Message visiblement reçu cinq sur cinq — et en fait de « Tintin au pays des philosophes »,[1] ce serait plutôt « les philosophes au pays de Tintin » : des philosophes qui s’encanaillent, chacun exhibant fièrement son « passeport Tintin » en guise de carte du club. On jauge la tintinophilie de l’autre, on se compare, on s’observe — et l’on se plait à figurer dans les pages de couverture, dans une galerie de trombines[2] ayant eu le courage sans doute d’avoir osé se frotter à Tintin. On investit la forme de l’album jusqu’au fétichisme (couverture cartonnée, dos coloré, typographie, galerie des « numéros précédents » au dos) — les tintinolâtres parlent aux tintinophiles, ou l’inverse, on ne sait plus trop.

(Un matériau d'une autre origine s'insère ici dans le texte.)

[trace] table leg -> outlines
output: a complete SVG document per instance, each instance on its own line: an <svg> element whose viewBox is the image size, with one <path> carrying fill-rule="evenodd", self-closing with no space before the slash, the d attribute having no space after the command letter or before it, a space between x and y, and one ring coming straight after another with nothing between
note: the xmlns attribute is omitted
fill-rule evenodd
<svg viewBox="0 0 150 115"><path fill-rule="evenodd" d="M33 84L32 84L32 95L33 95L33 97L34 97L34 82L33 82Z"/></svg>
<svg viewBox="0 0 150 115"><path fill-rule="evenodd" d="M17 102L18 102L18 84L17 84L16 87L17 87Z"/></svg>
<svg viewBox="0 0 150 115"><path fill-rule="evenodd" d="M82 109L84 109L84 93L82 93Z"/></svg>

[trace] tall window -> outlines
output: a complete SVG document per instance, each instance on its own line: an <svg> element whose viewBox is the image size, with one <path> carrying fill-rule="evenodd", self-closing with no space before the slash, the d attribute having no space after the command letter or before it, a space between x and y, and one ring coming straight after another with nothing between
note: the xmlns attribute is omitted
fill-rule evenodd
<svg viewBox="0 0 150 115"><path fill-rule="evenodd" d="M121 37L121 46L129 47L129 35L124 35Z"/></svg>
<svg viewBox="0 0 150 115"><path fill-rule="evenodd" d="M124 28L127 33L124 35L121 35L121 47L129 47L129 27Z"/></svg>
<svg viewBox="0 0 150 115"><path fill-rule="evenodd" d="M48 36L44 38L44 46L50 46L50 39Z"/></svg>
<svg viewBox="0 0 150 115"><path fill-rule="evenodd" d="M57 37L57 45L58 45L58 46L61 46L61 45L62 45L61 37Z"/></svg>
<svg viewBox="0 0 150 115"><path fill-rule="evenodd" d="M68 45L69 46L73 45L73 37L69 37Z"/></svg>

Sans véritable surprise, cette entreprise dûment validée par Moulinsart (puisqu’il y a des illustrations) tourne forcément à l’hagiographie, dans laquelle Hergé nous est présenté comme philosophe, humaniste, génie et visionnaire tout à la fois. Au fil des textes[3] qui naviguent de la morale à la raison, de la politique au rire, de l’homme à l’art, l’accumulation de tant de louanges finit par virer à l’indigestion. On en viendrait même à se demander si cette emphase ne serait pas une manière de s’excuser que ce ne soit, finalement, que de la bande dessinée. Si certains intervenants de ce numéro veulent bien reconnaître avoir été l’objet de railleries ou d’étonnement lorsqu’ils citaient Tintin, le discours s’empresse de s’éloigner de ce neuvième art encore perçu comme trop immature. On philosophe, on analyse, on psychanalyse. On fouille ces histoires, en occultant presque toujours le récit : Tintin apparaît comme personnage, Hergé comme créateur — mais jamais comme raconteur. Ne seraient-ce les cases qui émaillent ces pages, on en viendrait à douter qu’Hergé ait même fait de la bande dessinée.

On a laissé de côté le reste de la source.